Crypto

Solana Outshines Ethereum: Real Demand or Just a Temporary Spike?

Solana Outshines Ethereum: Real Demand or Just a Temporary Spike?

While the broader cryptocurrency market has been sliding, Solana (SOL) has been quietly putting up impressive numbers. Over the past seven days, SOL climbed approximately 7%, trading around $73.54 — a sharp contrast to Bitcoin's 4.9% decline and Ethereum's 6% drop during the same period. In a week dominated by red candles, Solana's green stands out.

What's driving this divergence? The answer appears to lie in two very different, yet simultaneously active forces: the explosive growth of tokenized real-world assets on the network and a wave of speculative meme coin trading triggered by a high-profile influencer event.

On the institutional side, Solana has quietly become the dominant chain for tokenized equities. According to data highlighted by The Kobeissi Letter, the platform's tokenized stock transfer volume crossed $10 billion for the first time ever last week. SolanaFloor confirmed that Solana recorded its biggest week in tokenized equities, hitting $1.36 billion in trading volume and capturing a staggering 96% of all tokenized equity activity across all blockchain networks. Discussion around xStocks has been rising steadily since June 26, further contributing to the momentum.

On-chain metrics back up the story. Active addresses on Solana reached 4.51 million — the highest figure recorded since February — signaling that real users are transacting, not just speculators watching from the sidelines. Santiment noted that Solana is increasingly being viewed as a go-to chain for genuine trading activity, and that if this level of network engagement holds into the following week, it would strongly support the argument that SOL's price recovery is built on real foundations.

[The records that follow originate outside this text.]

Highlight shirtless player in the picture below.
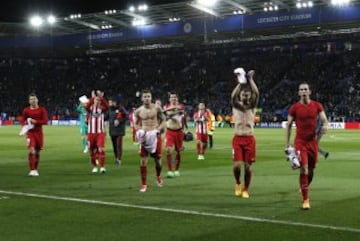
[134,90,166,192]
[164,92,187,178]
[231,70,259,198]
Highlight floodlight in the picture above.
[197,0,218,7]
[132,18,146,26]
[30,15,44,27]
[47,15,56,25]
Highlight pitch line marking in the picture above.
[0,190,360,233]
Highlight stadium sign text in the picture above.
[257,13,312,24]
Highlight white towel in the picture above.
[234,68,246,84]
[136,130,159,154]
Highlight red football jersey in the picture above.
[21,106,48,132]
[289,100,323,141]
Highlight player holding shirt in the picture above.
[134,90,166,192]
[85,90,109,173]
[22,93,48,177]
[76,95,89,153]
[164,92,187,178]
[193,102,210,160]
[231,68,259,198]
[285,83,328,210]
[128,107,138,145]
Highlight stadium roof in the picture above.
[0,0,360,51]
[0,0,360,35]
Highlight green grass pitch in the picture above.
[0,126,360,241]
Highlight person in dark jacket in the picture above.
[109,98,127,165]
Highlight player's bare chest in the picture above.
[140,109,156,120]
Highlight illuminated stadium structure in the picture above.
[0,0,360,50]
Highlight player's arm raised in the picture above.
[248,70,259,108]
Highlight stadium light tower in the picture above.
[30,15,44,28]
[196,0,218,7]
[47,15,56,25]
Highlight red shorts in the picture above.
[196,133,209,143]
[294,140,319,168]
[139,135,162,159]
[88,133,105,150]
[232,135,256,162]
[26,131,44,150]
[165,129,184,151]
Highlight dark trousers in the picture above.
[111,136,123,160]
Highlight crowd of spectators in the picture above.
[0,40,360,121]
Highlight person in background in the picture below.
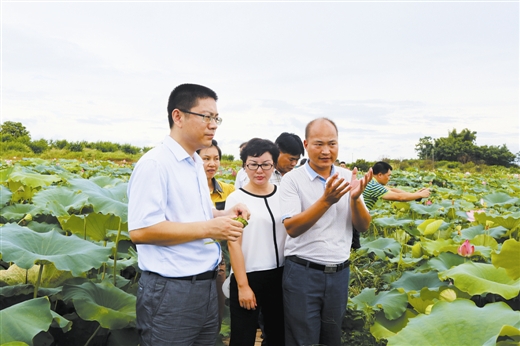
[278,118,372,346]
[228,138,287,346]
[363,161,430,209]
[235,142,248,190]
[235,132,305,189]
[127,84,249,346]
[197,139,235,325]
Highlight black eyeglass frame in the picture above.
[179,109,222,125]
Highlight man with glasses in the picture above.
[128,84,249,346]
[280,118,372,346]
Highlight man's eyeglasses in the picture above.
[179,109,222,125]
[246,163,274,171]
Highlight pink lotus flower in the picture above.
[466,209,486,222]
[457,239,475,257]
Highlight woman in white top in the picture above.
[227,138,287,346]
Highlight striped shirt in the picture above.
[363,179,388,209]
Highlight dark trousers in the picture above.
[229,267,285,346]
[136,272,219,346]
[283,260,350,346]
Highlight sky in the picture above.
[0,0,520,162]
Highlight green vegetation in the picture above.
[415,129,520,167]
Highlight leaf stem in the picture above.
[33,264,44,298]
[85,324,101,346]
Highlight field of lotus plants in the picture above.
[0,159,520,346]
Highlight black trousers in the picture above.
[229,267,285,346]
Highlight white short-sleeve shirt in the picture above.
[128,136,220,277]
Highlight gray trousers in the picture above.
[136,272,219,346]
[282,260,350,346]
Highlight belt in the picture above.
[148,268,218,281]
[286,256,350,274]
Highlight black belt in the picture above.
[286,256,350,274]
[147,268,218,281]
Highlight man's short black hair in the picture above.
[197,139,222,161]
[240,138,280,166]
[168,84,218,129]
[274,132,305,157]
[372,161,393,175]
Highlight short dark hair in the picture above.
[274,132,305,156]
[372,161,393,175]
[305,118,338,139]
[168,84,218,129]
[240,138,280,166]
[197,139,222,160]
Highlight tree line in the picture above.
[415,129,520,167]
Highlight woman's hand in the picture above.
[238,285,256,310]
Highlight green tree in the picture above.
[415,136,434,160]
[0,121,31,144]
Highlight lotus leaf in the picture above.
[491,239,520,280]
[33,186,88,217]
[388,299,520,346]
[352,288,408,320]
[2,204,40,222]
[58,213,128,241]
[0,185,13,206]
[428,252,465,272]
[439,262,520,299]
[483,319,520,346]
[483,192,518,207]
[417,219,444,235]
[370,309,417,340]
[390,272,447,292]
[63,281,136,329]
[69,179,128,223]
[359,238,401,259]
[0,224,111,276]
[374,217,413,227]
[0,263,76,287]
[0,297,69,345]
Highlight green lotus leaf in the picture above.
[460,225,507,240]
[352,288,408,320]
[9,170,61,191]
[482,192,518,207]
[491,239,520,280]
[33,186,88,217]
[417,219,444,235]
[439,262,520,299]
[0,185,13,206]
[428,252,465,272]
[0,224,111,276]
[0,263,76,287]
[483,319,520,346]
[63,281,136,329]
[390,271,447,293]
[374,217,413,227]
[358,238,401,259]
[370,309,417,340]
[410,203,442,216]
[2,204,40,222]
[0,297,66,345]
[388,299,520,346]
[69,179,128,223]
[58,213,128,241]
[421,237,458,256]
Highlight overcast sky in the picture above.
[1,1,520,162]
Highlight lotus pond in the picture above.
[0,159,520,346]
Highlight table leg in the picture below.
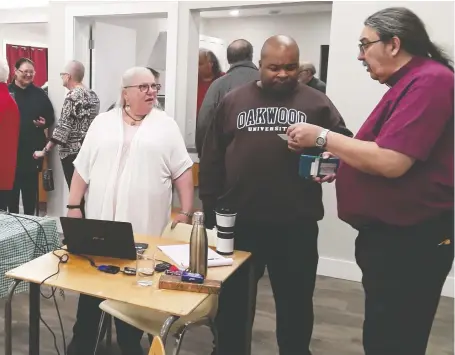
[245,258,257,355]
[28,283,40,355]
[160,316,179,345]
[5,280,21,355]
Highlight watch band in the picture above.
[66,205,81,210]
[315,129,330,148]
[179,211,193,218]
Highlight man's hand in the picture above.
[33,116,46,128]
[313,152,336,184]
[33,150,46,160]
[171,213,191,229]
[286,123,323,152]
[66,208,82,218]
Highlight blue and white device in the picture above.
[299,154,340,179]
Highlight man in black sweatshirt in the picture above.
[199,36,352,355]
[196,39,259,158]
[8,58,55,215]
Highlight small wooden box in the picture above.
[158,275,221,295]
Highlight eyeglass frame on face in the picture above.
[123,83,161,94]
[358,39,382,54]
[16,69,36,76]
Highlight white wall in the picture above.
[0,23,48,58]
[200,12,331,78]
[97,16,167,66]
[319,1,454,296]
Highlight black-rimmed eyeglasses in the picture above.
[16,69,35,76]
[359,39,382,53]
[125,84,161,93]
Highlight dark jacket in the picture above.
[307,76,326,94]
[196,61,259,157]
[199,82,352,228]
[8,83,55,173]
[0,83,20,191]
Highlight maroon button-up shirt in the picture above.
[336,57,454,228]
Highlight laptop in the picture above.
[60,217,136,260]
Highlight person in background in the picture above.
[196,49,224,117]
[8,58,55,215]
[299,62,326,94]
[288,8,454,355]
[67,67,194,355]
[107,67,163,111]
[196,39,259,158]
[199,36,352,355]
[34,60,100,214]
[0,59,20,211]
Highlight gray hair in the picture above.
[0,59,9,83]
[66,60,85,83]
[364,7,453,71]
[115,67,153,107]
[299,62,316,75]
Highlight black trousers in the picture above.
[68,295,143,355]
[356,212,454,355]
[216,220,319,355]
[8,169,38,216]
[61,154,85,216]
[61,154,143,355]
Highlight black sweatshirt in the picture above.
[8,83,55,172]
[199,82,352,226]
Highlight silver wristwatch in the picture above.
[316,129,330,148]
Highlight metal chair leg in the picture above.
[174,323,189,355]
[106,314,112,354]
[160,316,179,345]
[5,280,21,355]
[209,319,219,351]
[93,312,106,355]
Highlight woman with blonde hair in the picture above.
[67,67,194,355]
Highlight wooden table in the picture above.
[5,236,254,355]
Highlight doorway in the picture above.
[319,44,330,84]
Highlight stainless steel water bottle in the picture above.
[189,212,209,278]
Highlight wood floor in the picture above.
[0,277,454,355]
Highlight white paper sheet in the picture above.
[158,244,234,269]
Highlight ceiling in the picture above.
[201,1,332,19]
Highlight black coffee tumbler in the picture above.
[43,169,54,191]
[215,208,237,255]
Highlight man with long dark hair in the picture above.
[196,39,259,157]
[0,59,20,211]
[288,8,454,355]
[8,58,55,215]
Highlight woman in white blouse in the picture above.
[68,67,194,355]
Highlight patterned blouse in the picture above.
[51,87,100,159]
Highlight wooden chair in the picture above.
[95,222,218,355]
[149,336,166,355]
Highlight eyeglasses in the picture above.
[359,39,382,54]
[16,69,35,76]
[125,83,161,93]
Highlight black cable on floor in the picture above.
[0,210,68,355]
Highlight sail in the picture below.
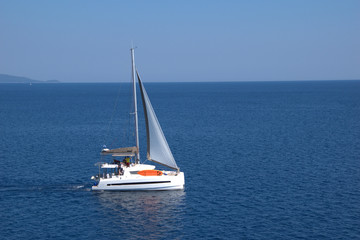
[136,72,179,170]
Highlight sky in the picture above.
[0,0,360,82]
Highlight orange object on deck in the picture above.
[138,170,162,176]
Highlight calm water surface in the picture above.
[0,81,360,239]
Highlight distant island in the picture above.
[0,74,60,83]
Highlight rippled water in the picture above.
[0,81,360,239]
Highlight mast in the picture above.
[130,47,140,163]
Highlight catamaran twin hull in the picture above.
[92,172,185,191]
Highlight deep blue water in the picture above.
[0,81,360,239]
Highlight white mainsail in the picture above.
[137,73,179,170]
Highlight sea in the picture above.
[0,80,360,240]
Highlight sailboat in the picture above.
[91,48,185,191]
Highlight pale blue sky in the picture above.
[0,0,360,82]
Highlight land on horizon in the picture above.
[0,74,60,83]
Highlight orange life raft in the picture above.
[138,170,162,176]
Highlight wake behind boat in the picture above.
[91,48,185,191]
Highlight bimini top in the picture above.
[101,147,138,157]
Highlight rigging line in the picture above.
[103,84,121,146]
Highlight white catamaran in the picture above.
[91,48,185,191]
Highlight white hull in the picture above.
[92,172,185,191]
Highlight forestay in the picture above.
[137,73,179,170]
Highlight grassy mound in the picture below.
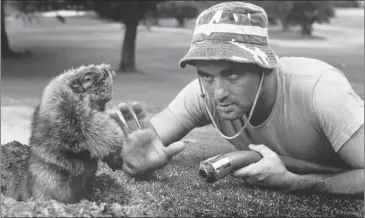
[1,139,364,217]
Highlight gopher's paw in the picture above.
[103,152,123,171]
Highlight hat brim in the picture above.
[179,40,278,68]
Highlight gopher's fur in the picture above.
[15,64,125,203]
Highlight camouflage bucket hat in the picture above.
[179,2,278,68]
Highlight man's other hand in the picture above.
[111,102,186,176]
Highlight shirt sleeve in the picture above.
[168,79,210,131]
[313,70,364,152]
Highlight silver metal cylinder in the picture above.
[199,155,232,183]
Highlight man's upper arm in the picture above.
[151,80,209,146]
[313,70,364,168]
[337,125,364,169]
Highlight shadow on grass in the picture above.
[269,28,327,42]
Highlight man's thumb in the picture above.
[165,141,187,159]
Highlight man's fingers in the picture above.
[231,163,255,179]
[118,102,139,132]
[248,144,276,157]
[164,141,187,159]
[109,111,130,136]
[132,102,153,129]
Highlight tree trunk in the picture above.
[119,19,139,72]
[175,16,185,27]
[1,0,14,57]
[280,18,289,32]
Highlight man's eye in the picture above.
[201,75,213,82]
[228,73,238,79]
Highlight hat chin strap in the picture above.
[198,72,264,140]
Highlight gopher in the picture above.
[14,64,125,203]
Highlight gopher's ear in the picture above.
[70,80,84,93]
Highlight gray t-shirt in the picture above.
[168,57,364,167]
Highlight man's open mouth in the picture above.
[217,104,233,112]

Meanwhile, on the more chaotic end of the spectrum, crypto influencer Ansem set off a meme coin frenzy after announcing he would airdrop a portion of creator fees earned through his Pump.fun profile. The meme coin Black Bull (ANSEM) subsequently surged nearly 20,000% in the week following the announcement. Ansem distributed over 67.3 million ANSEM tokens — valued at roughly $9.4 million — to more than 700 wallets, with another airdrop round announced shortly after.

However, the distribution drew scrutiny. Blockchain analytics platform Lookonchain flagged that nearly 50 million of those tokens were sent to just seven wallets. Those wallets have since sold 38.3 million ANSEM tokens for approximately $1.29 million, while still sitting on 11.6 million tokens worth around $1.62 million. The concentration raises legitimate questions about whether the airdrop was as decentralized as it appeared.

Despite those red flags, the broader impact on Solana's ecosystem was undeniable. DEX trading volume on the network more than doubled, jumping from $1.16 billion on June 27 to $2.5 billion by June 29, according to DefiLlama. Pump.fun led all Solana-based decentralized exchanges, posting $510.9 million in volume over 24 hours and $4.22 billion over the past seven days.

Taken together, the picture of Solana right now is one of a network absorbing capital from two very different directions at the same time — institutional-grade tokenized equities and retail-driven meme coin speculation. Both are landing on the same chain simultaneously, which is unusual and worth paying attention to.

The key question is whether any of this is sustainable. Tokenized equity volume has been heavily concentrated in exposure to names like SpaceX, SanDisk, and Micron. The meme coin surge can be traced directly to a single influencer's announcement. Once those specific catalysts fade, will the active address count and DEX volume hold up? The answer to that question will reveal whether Solana's current momentum represents a genuine shift in its network utility or simply a short-lived burst of attention.